I have little knowledge about the truth here but I'd heard that this sort of warring stuff only ramped up after agriculture became common, no? Why kill other tribes' members unless they have a hoard of food? I suppose "to reduce competition" is one answer, but if everyone can hunt/gather for enough food, the motivation seems reduced.
OTOH if I can ignore preparation for winter and just raid your village for grain stores, the calculus changes.
The usual tribal conflict pattern is to seize territory as a hunting ground. Note that for nomadic tribes, there is no village and therefore no fixed location to raid.
E.g. the Comanches had a longstanding war* with the Apaches not because they wanted to seize each other's grain stores, but rather because they wanted control of the best buffalo hunting grounds.
* Not a war in the sense that we'd call it today. There were e.g. no organized charges, battle lines etc. Maybe "long slow series of irregular cavalry skirmishes" is more accurate than "war."

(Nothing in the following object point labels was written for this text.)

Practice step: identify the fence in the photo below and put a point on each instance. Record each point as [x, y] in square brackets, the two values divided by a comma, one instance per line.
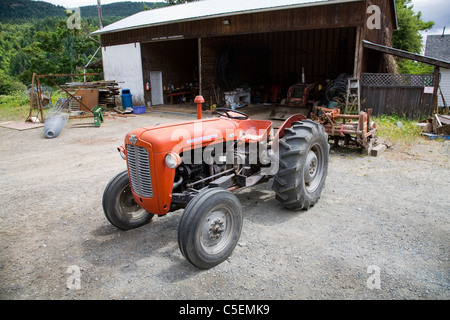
[400, 94]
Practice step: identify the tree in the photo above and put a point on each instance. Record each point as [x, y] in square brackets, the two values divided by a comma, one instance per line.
[173, 2]
[408, 38]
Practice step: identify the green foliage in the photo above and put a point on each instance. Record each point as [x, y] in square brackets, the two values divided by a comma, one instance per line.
[396, 129]
[173, 2]
[414, 67]
[8, 84]
[408, 37]
[14, 106]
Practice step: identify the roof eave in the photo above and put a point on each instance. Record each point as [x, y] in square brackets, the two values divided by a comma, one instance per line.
[309, 4]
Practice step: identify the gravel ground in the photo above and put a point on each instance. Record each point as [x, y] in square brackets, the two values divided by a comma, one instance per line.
[379, 231]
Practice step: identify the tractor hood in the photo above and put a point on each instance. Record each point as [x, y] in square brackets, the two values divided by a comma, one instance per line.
[184, 135]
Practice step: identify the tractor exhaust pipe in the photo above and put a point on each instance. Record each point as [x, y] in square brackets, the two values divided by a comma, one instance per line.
[199, 100]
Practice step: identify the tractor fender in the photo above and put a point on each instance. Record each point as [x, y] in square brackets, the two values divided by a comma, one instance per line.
[288, 124]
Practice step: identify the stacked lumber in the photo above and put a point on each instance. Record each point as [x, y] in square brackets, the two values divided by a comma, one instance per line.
[108, 90]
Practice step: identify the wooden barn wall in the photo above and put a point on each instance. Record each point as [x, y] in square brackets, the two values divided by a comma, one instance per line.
[317, 17]
[178, 61]
[277, 58]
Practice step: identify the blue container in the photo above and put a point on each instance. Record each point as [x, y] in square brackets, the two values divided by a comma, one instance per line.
[127, 101]
[139, 109]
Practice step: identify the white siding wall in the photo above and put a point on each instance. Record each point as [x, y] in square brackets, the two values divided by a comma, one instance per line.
[123, 64]
[445, 87]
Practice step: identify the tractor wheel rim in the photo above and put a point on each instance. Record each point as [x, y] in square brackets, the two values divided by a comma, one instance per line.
[313, 169]
[216, 229]
[128, 207]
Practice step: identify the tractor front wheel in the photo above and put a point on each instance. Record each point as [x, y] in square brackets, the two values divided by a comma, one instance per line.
[210, 227]
[119, 206]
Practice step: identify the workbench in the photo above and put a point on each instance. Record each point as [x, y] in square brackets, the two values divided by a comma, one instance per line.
[182, 94]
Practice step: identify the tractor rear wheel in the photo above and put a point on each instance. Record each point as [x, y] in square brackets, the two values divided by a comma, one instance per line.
[210, 227]
[303, 165]
[119, 206]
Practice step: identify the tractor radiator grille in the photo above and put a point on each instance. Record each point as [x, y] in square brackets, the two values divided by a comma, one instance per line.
[139, 167]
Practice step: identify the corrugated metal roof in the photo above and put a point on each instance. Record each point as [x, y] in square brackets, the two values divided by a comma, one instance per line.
[206, 9]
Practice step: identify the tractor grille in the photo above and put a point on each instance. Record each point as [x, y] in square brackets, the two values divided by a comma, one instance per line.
[139, 167]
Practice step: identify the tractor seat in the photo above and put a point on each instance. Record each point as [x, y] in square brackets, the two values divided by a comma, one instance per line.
[253, 130]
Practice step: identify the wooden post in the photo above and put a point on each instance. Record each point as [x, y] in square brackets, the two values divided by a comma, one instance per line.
[435, 90]
[99, 12]
[358, 52]
[200, 66]
[31, 98]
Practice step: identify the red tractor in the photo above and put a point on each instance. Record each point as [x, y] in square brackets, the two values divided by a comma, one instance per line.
[195, 166]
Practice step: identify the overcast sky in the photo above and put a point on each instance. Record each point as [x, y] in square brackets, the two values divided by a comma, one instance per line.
[432, 10]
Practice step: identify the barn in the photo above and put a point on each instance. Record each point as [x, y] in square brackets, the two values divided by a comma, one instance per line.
[438, 46]
[258, 48]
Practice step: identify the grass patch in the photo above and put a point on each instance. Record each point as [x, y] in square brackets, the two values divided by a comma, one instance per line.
[397, 130]
[15, 106]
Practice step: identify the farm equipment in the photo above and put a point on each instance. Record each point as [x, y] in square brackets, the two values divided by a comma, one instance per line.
[356, 129]
[300, 98]
[195, 166]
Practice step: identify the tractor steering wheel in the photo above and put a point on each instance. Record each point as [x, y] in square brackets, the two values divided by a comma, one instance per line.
[225, 112]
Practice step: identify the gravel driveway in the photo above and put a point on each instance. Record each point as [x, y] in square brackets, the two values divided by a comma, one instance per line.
[379, 231]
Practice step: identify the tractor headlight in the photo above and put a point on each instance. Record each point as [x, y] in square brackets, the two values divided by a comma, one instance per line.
[173, 160]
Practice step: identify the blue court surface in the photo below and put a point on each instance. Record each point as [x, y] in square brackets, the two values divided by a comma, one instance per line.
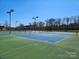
[50, 37]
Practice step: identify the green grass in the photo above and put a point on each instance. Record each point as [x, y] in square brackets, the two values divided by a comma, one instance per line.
[12, 47]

I am not an anthropologist, but I believe that's a popular misconception. Many technologically primitive tribal cultures have low absolute numbers of violent deaths, but they also typically have very low populations compared to agricultural societies. Their per capita casualties from intra- and inter-tribal violence are quite high.
Humans are Klingons. We in the developed world are currently living in a very strange universe unlike any before it in the history of humankind. Previous to the peaceful, violence-free lifestyle most people enjoy in the West everyone was pressed into sustaining the human war machine. American Indians had a long history of inter-tribal warfare to rival any European combat. It's just what humans do. Our apex societal violence is force-multiplied by a small group of people operating complex technological machinery, even though everyone else is still pressed into service and driven to exhaustion for industrial productivity.
> Why kill other tribes' members unless they have a hoard of food? I suppose "to reduce competition" is one answer
Yes, and not just for food and similar non-human resources. Reducing competition for mates is a common reason; even well past hunter-gatherer society, killing the men to take the women as mates remained a thing.
Tribal warring is common even in apes. Territorialism is especially strong. There are also plenty of things to war over besides food, such as space, shelter, mates, glory, gods, historical feuds, etc. Remember if we don't sacrifice one human before nightfall, the sun won't rise tomorrow.
Keeley says peaceful societies are an exception. About 90-95% of known societies engage in war. Those that did not are almost universally either isolated nomadic groups (for whom flight is an option), groups of defeated refugees, or small enclaves under the protection of a larger modern state. The attrition rate of numerous close-quarter clashes, which characterize warfare in tribal warrior society, produces casualty rates of up to 60%, compared to 1% of the combatants as is typical in modern warfare.
The Hobbsian trap: kill them before they kill you.
Minor motivations and proximity are enough to set it off. And thereare plenty of motivations anyway: fighting over good hunting areas, water, gathering areas, and women.
OTOH if I can ignore preparation for winter and just raid your village for grain stores, the calculus changes.